WPIAL to release new football conferences, updated sections for other fall sports
By:
Monday, February 5, 2024 | 9:14 PM
The wait is almost over for WPIAL football teams eager to take a look at the new conferences for the 2024 and ’25 seasons.
The WPIAL will release realigned football conferences and updated sections for other fall sports after the board approves them Feb. 19, said WPIAL chief operating officer Vince Sortino.
Schedules will be released later.
Realignment is a process the WPIAL completes every two years. It starts in the fall of odd-numbered years when the PIAA collects updated enrollment numbers and splits the teams into evenly divided classifications. The WPIAL then takes those classification lists and asks its sport-specific steering committees to further divide the teams into conferences or sections.
The committees completed their work in recent days.
The WPIAL board can make last-minute changes to the recommended alignments, so, as usual, the league won’t reveal the new sections and conferences until they’re approved by the board at the February meeting, Sortino said.

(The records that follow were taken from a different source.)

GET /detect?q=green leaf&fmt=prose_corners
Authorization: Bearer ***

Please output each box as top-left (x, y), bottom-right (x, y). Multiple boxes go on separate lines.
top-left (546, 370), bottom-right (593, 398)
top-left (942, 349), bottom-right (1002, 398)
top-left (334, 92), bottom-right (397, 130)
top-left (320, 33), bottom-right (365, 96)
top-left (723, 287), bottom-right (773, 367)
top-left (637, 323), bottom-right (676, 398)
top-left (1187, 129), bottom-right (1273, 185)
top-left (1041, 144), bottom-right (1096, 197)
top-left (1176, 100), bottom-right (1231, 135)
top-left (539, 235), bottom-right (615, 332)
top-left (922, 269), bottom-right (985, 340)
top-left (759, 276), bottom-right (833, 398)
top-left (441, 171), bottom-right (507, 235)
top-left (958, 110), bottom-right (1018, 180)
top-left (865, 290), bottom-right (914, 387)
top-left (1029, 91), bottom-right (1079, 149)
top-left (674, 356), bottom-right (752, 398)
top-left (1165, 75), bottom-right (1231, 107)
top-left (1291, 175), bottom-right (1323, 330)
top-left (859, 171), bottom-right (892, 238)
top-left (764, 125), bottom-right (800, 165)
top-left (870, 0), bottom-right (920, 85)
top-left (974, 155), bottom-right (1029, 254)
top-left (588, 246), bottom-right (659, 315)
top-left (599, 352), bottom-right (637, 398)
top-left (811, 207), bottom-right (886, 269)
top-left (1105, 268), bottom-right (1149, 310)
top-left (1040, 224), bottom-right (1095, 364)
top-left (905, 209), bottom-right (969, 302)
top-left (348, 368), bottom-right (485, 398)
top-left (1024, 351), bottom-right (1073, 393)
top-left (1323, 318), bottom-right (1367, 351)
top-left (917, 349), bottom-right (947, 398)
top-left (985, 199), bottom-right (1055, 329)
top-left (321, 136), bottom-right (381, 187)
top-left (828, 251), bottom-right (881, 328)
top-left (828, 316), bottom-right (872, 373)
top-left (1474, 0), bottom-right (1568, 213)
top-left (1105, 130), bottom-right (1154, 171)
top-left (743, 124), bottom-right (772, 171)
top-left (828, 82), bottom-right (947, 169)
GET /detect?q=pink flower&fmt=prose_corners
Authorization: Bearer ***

“Once they hit our board, the board members could have questions about, ‘Why is this team going here?’” he said. “There have been changes to the committee recommendations in the past, and that’s part of the process.”

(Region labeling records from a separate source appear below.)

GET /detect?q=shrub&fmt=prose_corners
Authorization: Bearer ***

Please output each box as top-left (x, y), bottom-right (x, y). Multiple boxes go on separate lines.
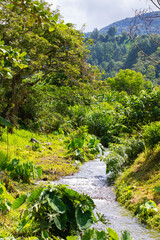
top-left (0, 182), bottom-right (13, 214)
top-left (12, 185), bottom-right (106, 238)
top-left (104, 137), bottom-right (144, 179)
top-left (1, 158), bottom-right (41, 183)
top-left (65, 127), bottom-right (104, 162)
top-left (143, 122), bottom-right (160, 148)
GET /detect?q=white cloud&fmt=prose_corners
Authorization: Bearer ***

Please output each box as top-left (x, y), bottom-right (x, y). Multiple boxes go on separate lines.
top-left (47, 0), bottom-right (158, 31)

Fall sports in the WPIAL are cross country, field hockey, football, golf, soccer, girls tennis and girls volleyball.
Sortino said the WPIAL has told schools they’re free to again schedule Week Zero football games. He declined to discuss other details of the new alignment, including the fate of a proposal submitted by Fox Chapel that would’ve merged the two largest football classifications into one.
However, the WPIAL is expected to keep Class 6A and 5A separate.

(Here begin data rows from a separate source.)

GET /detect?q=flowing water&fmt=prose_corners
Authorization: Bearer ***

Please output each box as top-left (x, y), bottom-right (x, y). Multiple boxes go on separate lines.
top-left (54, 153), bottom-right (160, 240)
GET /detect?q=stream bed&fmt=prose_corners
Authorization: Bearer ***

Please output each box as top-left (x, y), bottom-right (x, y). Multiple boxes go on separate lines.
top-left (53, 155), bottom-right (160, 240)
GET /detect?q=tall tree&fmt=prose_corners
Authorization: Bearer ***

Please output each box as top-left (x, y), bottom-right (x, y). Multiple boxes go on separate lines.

Sortino said fall schedules will be released sport by sport over a few weeks starting later this month. Football is last on the list and tentatively slotted for release in the second week of March. By spreading out the release dates for schedules, athletic directors can focus on adding nonsection opponents in one or two sports at a time, rather than juggle all at once, said Sortino, a former athletic director at Baldwin.
“That way, the ADs aren’t overwhelmed with trying to call each other to schedule soccer, football, tennis, all at the same time,” he said.
Realignment for winter and spring sports will occur later in the year.